Breaking Down Blackwell

nvidia’s blackwell B200 is a $30-40K, 1000-watt, two-die GPU that nvidia claims is “the world’s most powerful chip.” i went through the specs, ran the math, and read bjarke roune’s book on AI chip design to figure out what’s actually going on inside this thing.

here’s my breakdown.

the B200 reference card

parameter	value
process	TSMC N4P
dies	2 × ~400 mm² (CoWoS-L)
transistors	~92B total
SMs	180 (of 192)
tensor cores	720 (5th gen, 64×64)
FP4 TOPS	4,500
FP8 TOPS	2,250
BF16 TFLOPS	1,500
L2 cache	96 MB (2× Hopper)
HBM3e	192 GB, 8 TB/s (8 stacks)
NVLink 5	1.8 TB/s (18 links)
die-to-die (NV-HBI)	10 TB/s
TDP	1000 W

where blackwell’s transistors actually go

there’s a claim that floats around AI hardware twitter every few months, usually accompanied by a smug “this is why ASICs will eat nvidia’s lunch.” it goes like this: only 3.3% of an H100’s transistors are dedicated to matrix multiplication. the other 96.7% is overhead. waste. bloat. general-purpose GPU tax.

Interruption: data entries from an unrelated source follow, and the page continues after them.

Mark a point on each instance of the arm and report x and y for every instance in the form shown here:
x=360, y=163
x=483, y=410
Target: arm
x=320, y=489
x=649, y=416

and look — the arithmetic checks out. i’ll walk through it myself so you can see. the H100 has 528 tensor cores. each tensor core does 512 FMA operations per cycle. a single FMA costs about 10,000 transistors at the gate level when you include the surrounding mux logic and pipeline registers:

528 tensor cores × 512 FMAs × 10,000 transistors ≈ 2.7 billion transistors

the H100 has ~80 billion transistors total. 2.7B / 80B = 3.4%. there it is. 96.6% of your $30,000 chip is “not doing math.”

now the same exercise for blackwell. the B200 has 720 tensor cores (5th gen, 64×64 output per cycle at FP8 = 4096 FMAs per core). at FP8, each FMA needs fewer transistors — call it ~6,000 for the reduced-precision datapath:

720 tensor cores × 4096 FMAs × 6,000 transistors ≈ 17.7 billion transistors

on ~92 billion total, that’s 19.2%. already much better than the H100 number, partly because blackwell’s tensor cores are genuinely bigger (64×64 vs 16×16 scheduling blocks), and partly because FP8 datapaths are more transistor-dense per useful operation.

but here’s the thing: both of these percentages are correct and useless.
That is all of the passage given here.